Kommentar zur Landtagswahl in Bayern Historische Watschn

Meinung | München · Krachende Niederlage für die sonst kraftstrotzende CSU: Ihre absolute Mehrheit in Bayern ist dahin. Das Gute an der Bayern-Wahl ist: Sie ist endlich vorbei, findet GA-Redakteur Nils Rüdel.

 Markus Söder (CSU), Ministerpräsident von Bayern, kommt zur Wahlparty der CSU in den Landtag.

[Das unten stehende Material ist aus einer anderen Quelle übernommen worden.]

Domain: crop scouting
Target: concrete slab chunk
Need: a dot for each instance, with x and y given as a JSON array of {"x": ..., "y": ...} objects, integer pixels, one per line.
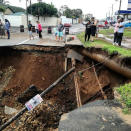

Markus Söder (CSU), Ministerpräsident von Bayern, kommt zur Wahlparty der CSU in den Landtag.

Foto: dpa

Das Gute an der Bayern-Wahl ist: Sie ist endlich vorbei. Nach monatelangem Streit in der großen Koalition in Berlin, befeuert von einer irrlichternden CSU, war es höchste Zeit, dass der Wähler in Bayern sagte: Jetzt red’ i! Ergebnis: eine Watschn historischen Ausmaßes für die CSU. Ein brutaler Schlag für die SPD. Und Zuwächse für die anderen: die Grünen im Höhenflug. Die AfD zweistellig. Gewinne bei Freien Wählern und FDP.Die CSU verliert weit mehr als ihre gewohnte absolute Mehrheit. Die Wähler haben sie zurechtgestutzt auf die Größe einer normalen Partei. Im Bund konnte die CSU immer nur deshalb so breitbeinig auftreten, weil sie zu Hause so stark war.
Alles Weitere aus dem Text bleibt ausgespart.